May 2023 marked 75 years since the iconic independent label Folkways Records was founded by Moses Asch and Marian Distler in New York City. In that time, it has become one of the world’s most iconic collections of music and sound, spanning thousands of albums from foundational American folk music to the sounds of everyday life around the world.

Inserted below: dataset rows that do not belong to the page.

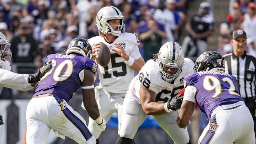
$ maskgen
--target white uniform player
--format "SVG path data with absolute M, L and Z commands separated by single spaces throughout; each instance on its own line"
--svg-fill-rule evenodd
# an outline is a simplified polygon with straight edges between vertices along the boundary
M 176 65 L 176 69 L 178 69 L 176 74 L 173 73 L 174 74 L 171 76 L 171 75 L 169 73 L 165 73 L 165 71 L 163 71 L 161 70 L 162 69 L 160 68 L 161 66 L 159 64 L 162 65 L 160 64 L 164 62 L 162 60 L 162 62 L 159 62 L 159 57 L 161 57 L 159 55 L 164 55 L 163 57 L 168 59 L 167 61 L 174 62 L 172 64 L 174 64 L 172 68 Z M 166 57 L 167 55 L 169 55 Z M 180 45 L 175 42 L 168 42 L 164 44 L 158 55 L 158 60 L 155 60 L 152 59 L 148 60 L 140 71 L 139 75 L 131 82 L 122 108 L 118 139 L 126 138 L 133 139 L 147 114 L 151 114 L 153 115 L 160 126 L 171 137 L 175 144 L 188 143 L 189 137 L 187 129 L 179 128 L 176 124 L 176 118 L 178 115 L 179 111 L 169 113 L 169 110 L 164 108 L 165 106 L 163 103 L 168 103 L 183 87 L 182 83 L 183 78 L 187 75 L 194 72 L 194 63 L 190 59 L 184 58 L 182 49 Z M 178 63 L 181 63 L 180 64 Z M 171 63 L 166 64 L 165 66 L 170 68 L 170 65 L 172 64 Z M 169 70 L 170 71 L 167 71 Z M 167 76 L 168 75 L 170 75 Z M 142 90 L 144 88 L 147 90 L 146 92 L 143 94 Z M 150 96 L 148 95 L 149 93 L 151 94 Z M 147 107 L 147 106 L 143 106 L 148 101 L 146 100 L 147 97 L 144 96 L 151 97 L 151 101 L 149 103 L 154 105 L 150 108 Z M 149 110 L 157 108 L 157 107 L 159 107 L 158 110 Z M 119 141 L 118 139 L 116 144 L 126 143 L 124 142 L 124 141 Z
M 11 51 L 10 43 L 2 33 L 0 32 L 0 94 L 2 87 L 25 91 L 31 89 L 39 81 L 46 72 L 52 67 L 48 64 L 41 68 L 34 74 L 21 74 L 12 72 L 9 62 L 12 52 Z M 33 83 L 31 84 L 31 83 Z M 4 124 L 2 116 L 0 115 L 0 125 Z
M 115 7 L 102 8 L 98 12 L 96 19 L 100 36 L 88 40 L 93 50 L 96 49 L 98 43 L 102 42 L 111 50 L 111 59 L 107 66 L 98 65 L 100 83 L 95 88 L 100 113 L 107 122 L 115 112 L 120 119 L 124 98 L 134 77 L 134 71 L 138 73 L 145 63 L 139 50 L 140 43 L 137 35 L 124 32 L 124 18 L 120 11 Z M 90 118 L 88 127 L 99 143 L 98 139 L 101 132 Z

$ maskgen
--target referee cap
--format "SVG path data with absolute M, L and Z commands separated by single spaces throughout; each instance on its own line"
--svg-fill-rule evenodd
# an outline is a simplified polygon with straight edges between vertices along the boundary
M 242 30 L 238 30 L 234 31 L 232 34 L 232 38 L 233 39 L 235 39 L 238 37 L 240 36 L 242 36 L 245 38 L 247 38 L 247 37 L 246 36 L 246 33 Z

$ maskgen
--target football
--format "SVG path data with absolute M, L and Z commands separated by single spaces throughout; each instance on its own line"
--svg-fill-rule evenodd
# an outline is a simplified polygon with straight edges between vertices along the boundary
M 106 66 L 110 60 L 111 54 L 108 47 L 102 42 L 99 43 L 100 47 L 98 51 L 96 52 L 96 56 L 95 58 L 96 62 L 101 66 Z

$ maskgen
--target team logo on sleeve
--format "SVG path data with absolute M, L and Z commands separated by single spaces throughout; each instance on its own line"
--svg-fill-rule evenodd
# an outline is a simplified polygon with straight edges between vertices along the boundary
M 96 70 L 97 70 L 97 65 L 95 63 L 94 63 L 92 65 L 92 71 L 93 72 L 96 71 Z
M 122 47 L 122 48 L 125 49 L 125 43 L 119 43 L 119 44 Z

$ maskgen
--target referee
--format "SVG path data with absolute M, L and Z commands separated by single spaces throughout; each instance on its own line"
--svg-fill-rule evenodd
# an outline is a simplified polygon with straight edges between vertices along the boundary
M 234 75 L 237 79 L 240 95 L 253 118 L 255 133 L 256 58 L 246 53 L 246 33 L 244 31 L 239 30 L 233 32 L 231 40 L 233 52 L 224 55 L 225 70 L 226 73 Z

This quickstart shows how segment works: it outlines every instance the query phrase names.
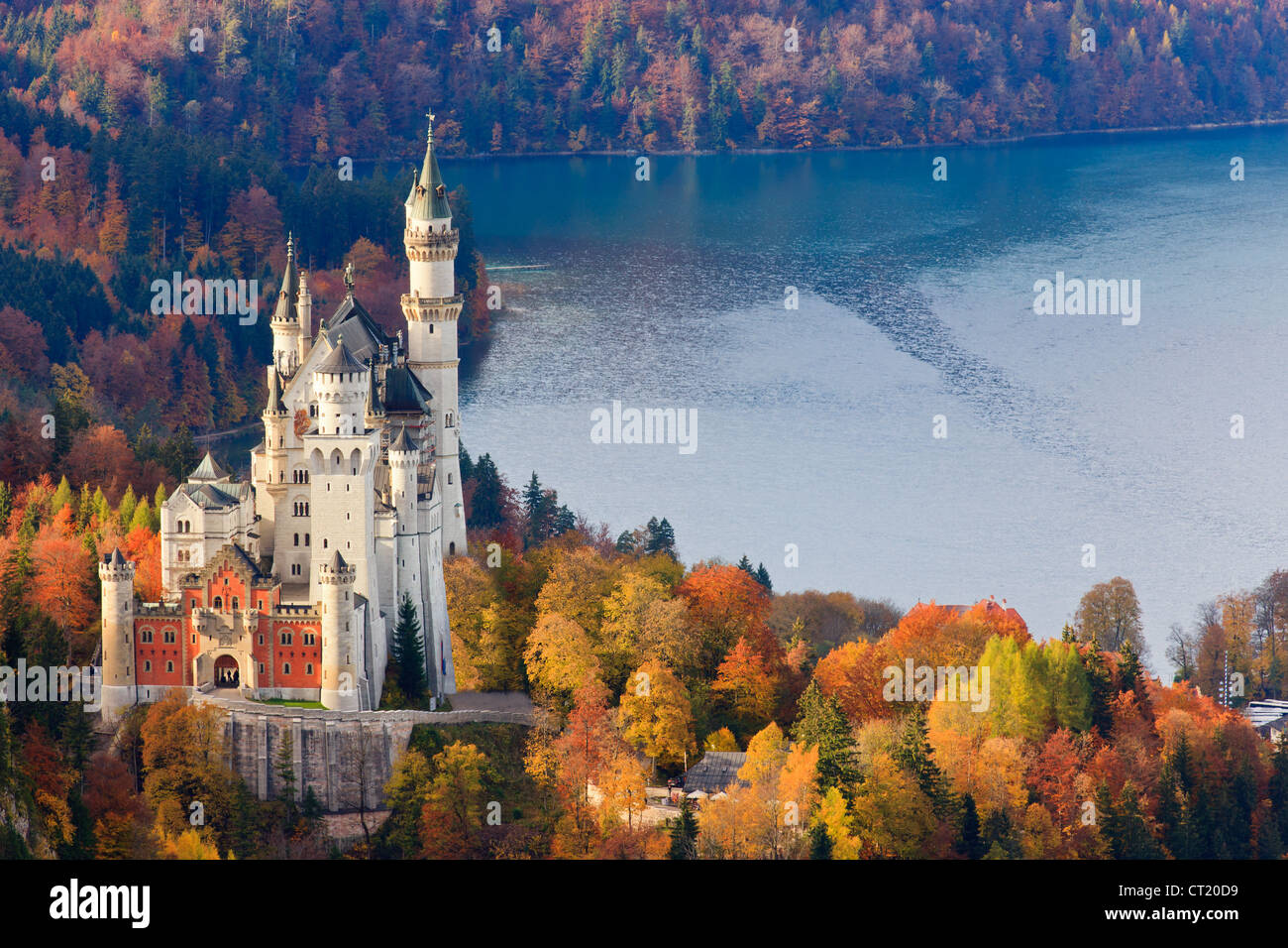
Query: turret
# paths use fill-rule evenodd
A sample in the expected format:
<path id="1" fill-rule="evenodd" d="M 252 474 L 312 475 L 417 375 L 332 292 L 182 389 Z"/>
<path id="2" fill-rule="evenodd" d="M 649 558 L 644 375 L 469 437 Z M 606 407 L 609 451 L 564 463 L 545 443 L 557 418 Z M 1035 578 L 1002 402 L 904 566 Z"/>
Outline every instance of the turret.
<path id="1" fill-rule="evenodd" d="M 112 549 L 98 565 L 103 584 L 103 720 L 134 704 L 134 564 Z"/>
<path id="2" fill-rule="evenodd" d="M 313 348 L 313 297 L 309 294 L 309 273 L 300 271 L 300 291 L 295 301 L 295 312 L 300 321 L 300 362 L 304 362 Z"/>
<path id="3" fill-rule="evenodd" d="M 366 431 L 367 366 L 336 341 L 331 355 L 313 370 L 313 393 L 318 400 L 319 435 L 361 435 Z"/>
<path id="4" fill-rule="evenodd" d="M 357 573 L 340 551 L 328 562 L 318 565 L 318 586 L 322 593 L 322 695 L 326 708 L 358 711 L 359 651 L 358 631 L 353 611 L 354 580 Z"/>
<path id="5" fill-rule="evenodd" d="M 300 320 L 292 307 L 299 295 L 299 272 L 295 268 L 295 239 L 286 239 L 286 270 L 282 271 L 282 288 L 277 291 L 277 307 L 273 310 L 273 365 L 286 378 L 291 378 L 300 365 L 301 339 Z"/>
<path id="6" fill-rule="evenodd" d="M 452 227 L 447 186 L 434 153 L 433 114 L 429 120 L 425 161 L 407 195 L 403 244 L 411 286 L 402 308 L 407 317 L 407 365 L 434 400 L 435 493 L 443 502 L 443 552 L 451 556 L 466 552 L 456 391 L 456 324 L 464 301 L 456 293 L 453 276 L 460 232 Z"/>

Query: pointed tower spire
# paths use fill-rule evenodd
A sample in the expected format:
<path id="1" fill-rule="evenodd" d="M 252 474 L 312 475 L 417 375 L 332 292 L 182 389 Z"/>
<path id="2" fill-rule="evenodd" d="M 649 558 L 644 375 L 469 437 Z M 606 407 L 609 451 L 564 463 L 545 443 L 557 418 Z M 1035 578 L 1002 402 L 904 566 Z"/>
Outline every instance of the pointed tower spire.
<path id="1" fill-rule="evenodd" d="M 434 152 L 434 114 L 426 112 L 425 117 L 429 119 L 425 161 L 407 196 L 407 215 L 417 221 L 442 221 L 452 215 L 452 209 L 447 204 L 447 186 L 443 183 L 443 173 L 438 170 L 438 156 Z"/>
<path id="2" fill-rule="evenodd" d="M 385 405 L 380 401 L 380 392 L 376 390 L 376 361 L 374 359 L 367 360 L 367 371 L 371 373 L 371 387 L 367 391 L 367 414 L 383 415 Z"/>

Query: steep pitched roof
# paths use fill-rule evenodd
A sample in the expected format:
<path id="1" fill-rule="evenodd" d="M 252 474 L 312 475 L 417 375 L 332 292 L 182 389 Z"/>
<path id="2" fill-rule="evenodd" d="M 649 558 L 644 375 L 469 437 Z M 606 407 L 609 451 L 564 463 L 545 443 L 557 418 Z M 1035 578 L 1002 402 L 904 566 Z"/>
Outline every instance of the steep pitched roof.
<path id="1" fill-rule="evenodd" d="M 229 488 L 241 488 L 243 485 L 232 484 L 224 485 Z M 241 503 L 241 490 L 232 493 L 222 488 L 216 488 L 214 484 L 183 484 L 179 486 L 194 504 L 206 511 L 220 511 L 228 507 L 236 507 Z"/>
<path id="2" fill-rule="evenodd" d="M 684 789 L 688 793 L 719 793 L 732 784 L 748 785 L 738 779 L 738 770 L 747 762 L 742 751 L 707 751 L 702 760 L 684 771 Z"/>
<path id="3" fill-rule="evenodd" d="M 385 371 L 385 411 L 430 414 L 434 396 L 406 365 L 390 365 Z"/>
<path id="4" fill-rule="evenodd" d="M 344 344 L 359 360 L 379 359 L 380 347 L 393 350 L 394 343 L 352 290 L 322 324 L 322 335 L 326 335 L 332 346 L 344 335 Z"/>
<path id="5" fill-rule="evenodd" d="M 411 454 L 412 451 L 417 450 L 416 442 L 412 441 L 411 437 L 408 437 L 408 435 L 407 435 L 407 426 L 406 424 L 402 426 L 402 428 L 399 430 L 398 437 L 395 437 L 390 442 L 389 450 L 390 451 L 402 451 L 403 454 Z"/>
<path id="6" fill-rule="evenodd" d="M 318 362 L 313 371 L 366 371 L 367 366 L 353 357 L 344 339 L 336 339 L 331 355 Z"/>
<path id="7" fill-rule="evenodd" d="M 295 266 L 295 237 L 286 239 L 286 270 L 282 271 L 282 288 L 277 291 L 277 307 L 273 310 L 274 322 L 295 322 L 295 299 L 300 291 L 300 271 Z"/>
<path id="8" fill-rule="evenodd" d="M 206 451 L 206 457 L 197 464 L 197 469 L 188 475 L 189 481 L 222 481 L 227 477 L 228 472 L 219 466 L 210 451 Z"/>
<path id="9" fill-rule="evenodd" d="M 425 161 L 420 174 L 412 178 L 411 193 L 407 195 L 407 212 L 417 221 L 448 218 L 452 209 L 447 204 L 447 186 L 443 173 L 438 170 L 438 156 L 434 153 L 434 119 L 430 116 L 429 138 L 425 143 Z"/>

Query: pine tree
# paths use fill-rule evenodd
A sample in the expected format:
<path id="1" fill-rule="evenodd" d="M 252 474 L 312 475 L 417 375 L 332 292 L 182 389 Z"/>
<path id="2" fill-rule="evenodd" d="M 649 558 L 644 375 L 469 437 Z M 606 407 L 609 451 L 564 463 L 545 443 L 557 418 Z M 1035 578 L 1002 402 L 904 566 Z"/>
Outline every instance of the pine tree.
<path id="1" fill-rule="evenodd" d="M 926 709 L 917 706 L 904 715 L 903 733 L 899 743 L 894 748 L 895 762 L 911 773 L 926 795 L 935 815 L 945 816 L 956 804 L 948 778 L 935 764 L 935 748 L 930 746 L 929 727 L 926 726 Z"/>
<path id="2" fill-rule="evenodd" d="M 818 787 L 826 793 L 836 787 L 851 800 L 859 782 L 854 731 L 836 695 L 824 695 L 817 681 L 801 694 L 792 740 L 818 747 Z"/>
<path id="3" fill-rule="evenodd" d="M 398 624 L 394 627 L 393 659 L 398 664 L 398 687 L 407 700 L 419 702 L 425 694 L 425 644 L 420 637 L 420 619 L 410 593 L 403 593 L 398 604 Z"/>
<path id="4" fill-rule="evenodd" d="M 828 836 L 827 827 L 822 823 L 815 823 L 809 828 L 809 858 L 832 858 L 832 837 Z"/>
<path id="5" fill-rule="evenodd" d="M 626 556 L 634 556 L 635 553 L 635 534 L 630 530 L 622 530 L 617 535 L 617 552 L 625 553 Z"/>
<path id="6" fill-rule="evenodd" d="M 491 454 L 484 454 L 473 464 L 474 495 L 470 499 L 470 525 L 478 528 L 500 526 L 505 518 L 505 484 L 492 462 Z M 465 479 L 465 471 L 461 471 Z"/>
<path id="7" fill-rule="evenodd" d="M 58 481 L 58 489 L 54 491 L 53 499 L 49 502 L 49 512 L 52 515 L 58 513 L 63 507 L 72 502 L 72 485 L 67 482 L 67 475 Z"/>
<path id="8" fill-rule="evenodd" d="M 134 508 L 138 503 L 139 499 L 134 495 L 134 485 L 126 486 L 125 497 L 121 498 L 121 503 L 116 508 L 116 522 L 121 529 L 128 530 L 130 528 L 130 521 L 134 520 Z"/>
<path id="9" fill-rule="evenodd" d="M 962 797 L 962 831 L 957 841 L 957 851 L 967 859 L 984 858 L 984 837 L 979 832 L 979 813 L 975 810 L 975 797 L 966 793 Z"/>
<path id="10" fill-rule="evenodd" d="M 671 824 L 671 859 L 697 859 L 698 818 L 687 796 L 680 797 L 680 815 Z"/>

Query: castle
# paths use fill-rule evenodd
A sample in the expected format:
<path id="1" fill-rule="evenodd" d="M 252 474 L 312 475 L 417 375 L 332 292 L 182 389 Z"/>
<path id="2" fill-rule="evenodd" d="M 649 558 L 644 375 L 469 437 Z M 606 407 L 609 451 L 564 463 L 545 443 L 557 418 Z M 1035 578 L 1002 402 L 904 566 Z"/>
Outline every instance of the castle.
<path id="1" fill-rule="evenodd" d="M 104 717 L 171 689 L 375 708 L 404 596 L 431 694 L 456 690 L 443 556 L 466 552 L 460 232 L 429 119 L 406 202 L 406 350 L 358 302 L 352 268 L 314 337 L 308 272 L 287 240 L 250 482 L 207 453 L 162 504 L 162 602 L 135 601 L 118 549 L 99 564 Z"/>

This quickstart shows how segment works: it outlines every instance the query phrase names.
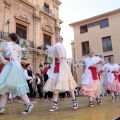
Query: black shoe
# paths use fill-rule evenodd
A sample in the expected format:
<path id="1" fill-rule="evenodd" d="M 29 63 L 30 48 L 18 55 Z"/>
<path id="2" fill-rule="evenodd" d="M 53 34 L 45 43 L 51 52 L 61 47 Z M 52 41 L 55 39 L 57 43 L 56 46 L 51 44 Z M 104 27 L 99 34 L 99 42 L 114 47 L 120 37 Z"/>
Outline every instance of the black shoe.
<path id="1" fill-rule="evenodd" d="M 112 101 L 115 101 L 115 98 L 112 96 Z"/>
<path id="2" fill-rule="evenodd" d="M 89 107 L 93 107 L 93 102 L 92 101 L 89 102 Z"/>
<path id="3" fill-rule="evenodd" d="M 118 97 L 118 95 L 116 95 L 116 96 L 115 96 L 115 100 L 119 100 L 119 97 Z"/>
<path id="4" fill-rule="evenodd" d="M 78 108 L 78 103 L 76 102 L 76 100 L 73 100 L 73 109 L 77 109 Z"/>
<path id="5" fill-rule="evenodd" d="M 33 107 L 34 106 L 32 104 L 26 105 L 26 110 L 24 112 L 22 112 L 22 114 L 29 114 L 29 113 L 31 113 Z"/>
<path id="6" fill-rule="evenodd" d="M 117 117 L 117 118 L 115 118 L 115 119 L 113 119 L 113 120 L 120 120 L 120 117 Z"/>
<path id="7" fill-rule="evenodd" d="M 101 105 L 101 104 L 102 104 L 102 101 L 101 101 L 100 98 L 96 98 L 96 101 L 97 101 L 97 104 L 98 104 L 98 105 Z"/>
<path id="8" fill-rule="evenodd" d="M 54 112 L 55 110 L 58 109 L 58 106 L 57 106 L 57 102 L 53 102 L 53 106 L 51 107 L 51 109 L 49 110 L 49 112 Z"/>

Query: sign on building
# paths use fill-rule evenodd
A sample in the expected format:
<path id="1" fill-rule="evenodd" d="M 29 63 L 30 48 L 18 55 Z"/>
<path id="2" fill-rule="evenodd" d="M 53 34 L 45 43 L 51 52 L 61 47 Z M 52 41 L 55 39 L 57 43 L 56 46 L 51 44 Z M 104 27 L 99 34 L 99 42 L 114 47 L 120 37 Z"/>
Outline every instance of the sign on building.
<path id="1" fill-rule="evenodd" d="M 20 38 L 19 40 L 20 40 L 20 41 L 19 41 L 19 44 L 20 44 L 20 46 L 21 46 L 22 48 L 28 48 L 28 47 L 30 47 L 30 41 L 28 41 L 28 40 L 26 40 L 26 39 L 22 39 L 22 38 Z M 22 52 L 22 58 L 23 58 L 23 59 L 27 59 L 28 57 L 29 57 L 29 54 L 28 54 L 28 53 Z"/>

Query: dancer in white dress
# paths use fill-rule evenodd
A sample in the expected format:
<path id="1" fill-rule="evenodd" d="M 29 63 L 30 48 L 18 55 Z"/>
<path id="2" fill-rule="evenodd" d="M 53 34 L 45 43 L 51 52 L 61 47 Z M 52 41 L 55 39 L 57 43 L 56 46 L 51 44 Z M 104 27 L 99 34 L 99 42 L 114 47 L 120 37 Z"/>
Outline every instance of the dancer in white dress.
<path id="1" fill-rule="evenodd" d="M 92 99 L 96 98 L 97 104 L 100 105 L 102 103 L 100 99 L 100 81 L 98 77 L 97 68 L 102 69 L 104 65 L 104 60 L 102 60 L 98 56 L 94 56 L 94 51 L 90 49 L 88 51 L 88 58 L 82 60 L 76 60 L 76 64 L 78 62 L 83 62 L 85 64 L 85 71 L 82 75 L 82 83 L 80 95 L 87 95 L 89 97 L 89 106 L 93 106 Z"/>
<path id="2" fill-rule="evenodd" d="M 49 110 L 50 112 L 58 109 L 58 94 L 65 91 L 69 91 L 71 94 L 73 100 L 73 108 L 78 108 L 74 94 L 74 90 L 77 87 L 77 84 L 73 79 L 70 68 L 66 62 L 66 51 L 62 45 L 63 38 L 61 36 L 58 36 L 56 38 L 56 42 L 57 43 L 53 47 L 50 47 L 53 62 L 51 64 L 51 68 L 47 72 L 49 79 L 44 86 L 45 92 L 53 92 L 53 106 Z"/>

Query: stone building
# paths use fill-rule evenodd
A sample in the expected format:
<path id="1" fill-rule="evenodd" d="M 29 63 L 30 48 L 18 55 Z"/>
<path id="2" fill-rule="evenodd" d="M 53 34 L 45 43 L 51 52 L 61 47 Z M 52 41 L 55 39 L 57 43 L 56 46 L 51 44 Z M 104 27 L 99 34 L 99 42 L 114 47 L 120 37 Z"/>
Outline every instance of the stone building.
<path id="1" fill-rule="evenodd" d="M 39 65 L 45 62 L 43 46 L 53 45 L 60 34 L 60 4 L 59 0 L 0 0 L 0 41 L 16 32 L 22 47 L 30 47 L 22 63 L 30 63 L 34 72 L 39 72 Z"/>
<path id="2" fill-rule="evenodd" d="M 74 29 L 72 42 L 73 63 L 75 59 L 87 57 L 88 49 L 105 59 L 114 56 L 120 64 L 120 9 L 70 24 Z M 82 80 L 83 67 L 76 70 L 77 83 Z M 75 71 L 75 69 L 73 69 Z"/>

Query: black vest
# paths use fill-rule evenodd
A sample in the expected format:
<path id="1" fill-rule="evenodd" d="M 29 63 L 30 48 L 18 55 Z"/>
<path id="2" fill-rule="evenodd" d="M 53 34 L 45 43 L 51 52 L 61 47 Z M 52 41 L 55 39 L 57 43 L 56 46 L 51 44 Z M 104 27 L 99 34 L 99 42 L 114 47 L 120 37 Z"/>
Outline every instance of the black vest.
<path id="1" fill-rule="evenodd" d="M 28 69 L 26 69 L 26 70 L 27 70 L 27 72 L 28 72 L 28 76 L 33 77 L 32 71 L 31 71 L 31 70 L 28 70 Z"/>

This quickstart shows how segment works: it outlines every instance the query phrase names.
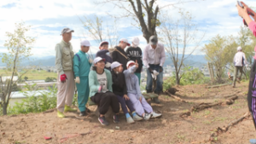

Since 1948, the music released on Folkways has defined and redefined the fabric of American music many times over: Woody Guthrie sang the nation into our collective imagination with “This Land Is Your Land,” the Anthology of American Folk Music played a pivotal role in defining ’60s counterculture, the ecstatic swing of Mary Lou Williams predicted spiritual jazz, the groundbreaking chance-based music of John Cage upended classical music, Ella Jenkins’s music has nurtured generations of children to adulthood, we heard the first glimpses at the genius of Lucinda Williams, and countless more. The label also steadfastly documented the sounds of the entire world, with hundreds of recordings to be found from every populated continent. After Asch’s death and the label’s acquisition by the Smithsonian Institution in the late 1980s, Smithsonian Folkways Recordings has continued the mission of Folkways to record music of, by, and for the people, releasing acclaimed albums by Elizabeth Mitchell, Our Native Daughters, Dom Flemons, Kronos Quartet, and many more.